Edremit Tarihi, Çamlıbel, Tahtakuşlar kitaplarını yazdım. Sonra da Sarıkız’ı… Efsanelerin gerçeğe uyduğunu fark ettim.
Zamanı bir nehir olarak kabul edersek bu yayınlar da üzerinde yüzen bir kütük.
Süreç hızlı gelişmiş görünse de 25’i yılı aşkın bir yazma, araştırma ve birikim geçmişi var kitaplarınızın… Bu uzun dönemi nasıl değerlendiriyorsunuz bugünden bakınca?
Ben lokal olarak Edremit merkezli, genel olarak da küresel düşünmeye çalışıyorum. Tüm dünyayı kapsamalı yerel bakarken küresel. Suya taşı attığında nasıl dalga dalga yayılıyorsa Edremit’ten yayılanın da dünyaya açılmasını istiyorum.

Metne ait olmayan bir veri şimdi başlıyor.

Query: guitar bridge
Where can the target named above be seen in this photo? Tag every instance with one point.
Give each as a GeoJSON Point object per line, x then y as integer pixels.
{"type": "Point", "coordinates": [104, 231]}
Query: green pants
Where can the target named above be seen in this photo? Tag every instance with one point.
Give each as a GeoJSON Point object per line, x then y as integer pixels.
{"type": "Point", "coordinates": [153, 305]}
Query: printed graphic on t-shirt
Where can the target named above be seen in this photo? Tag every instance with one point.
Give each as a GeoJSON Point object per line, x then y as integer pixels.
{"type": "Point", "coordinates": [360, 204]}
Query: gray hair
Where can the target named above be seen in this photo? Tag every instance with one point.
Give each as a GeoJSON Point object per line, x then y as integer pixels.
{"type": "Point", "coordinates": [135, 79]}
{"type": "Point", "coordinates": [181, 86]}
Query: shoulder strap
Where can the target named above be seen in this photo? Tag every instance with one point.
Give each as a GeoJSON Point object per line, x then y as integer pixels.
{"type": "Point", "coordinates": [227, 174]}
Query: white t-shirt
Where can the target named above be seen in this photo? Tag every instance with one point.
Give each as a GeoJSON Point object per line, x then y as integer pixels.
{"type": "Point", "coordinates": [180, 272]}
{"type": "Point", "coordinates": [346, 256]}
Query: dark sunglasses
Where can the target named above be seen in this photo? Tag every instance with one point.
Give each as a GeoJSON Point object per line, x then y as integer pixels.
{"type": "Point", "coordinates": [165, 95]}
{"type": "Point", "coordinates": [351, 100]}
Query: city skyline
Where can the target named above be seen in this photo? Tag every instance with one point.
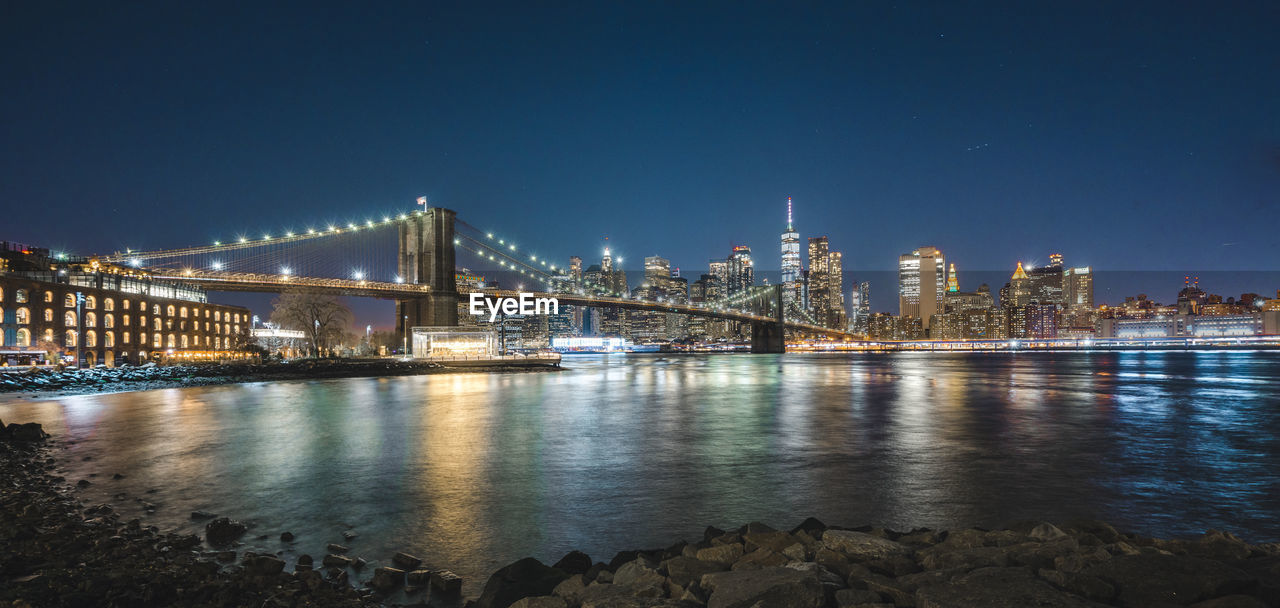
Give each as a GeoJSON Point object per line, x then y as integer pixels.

Edremit’in bütün köylerini tarihini yazmak gibi bir hedefim var. 3’ncü köyü yazdım, 4’ncü köy çıkmak üzere.
Belgeye ulaşmak lazım, belgeye bakmak lazım. Son dönemdeki çalışmalarda önceki dönemlerin bilgileri var.
Sırasıyla sormak istiyorum: Her kitabın bir adı soyadı cinsiyeti ve kimliği olur tıpkı yeni doğan büyüyen doğan çocuklar gibi. Önce Tahtakuşlar kitabınızla başlayalım. Bu yetişkin çocuğu kitapta anlatamadığınız yazamadığınız düşünce ve ifadelerle -tabii ki kitap yazma yöntemi sebebiyle- bize lütfen izah edin?
Tahtakuşlar benim köyüm. Bunu kuran da benim dedem. Rahmetli babamdan dedemin köyü nasıl kurduğunu duyuyordum. Bunları anlatırken ailenin tarihini de anlatıyordu. Sonraki yıllarda aile merkezli olarak bir önceki neslimizi de kaleme aldım. Yayınlanır mı? Kimse okumaz o ayrı.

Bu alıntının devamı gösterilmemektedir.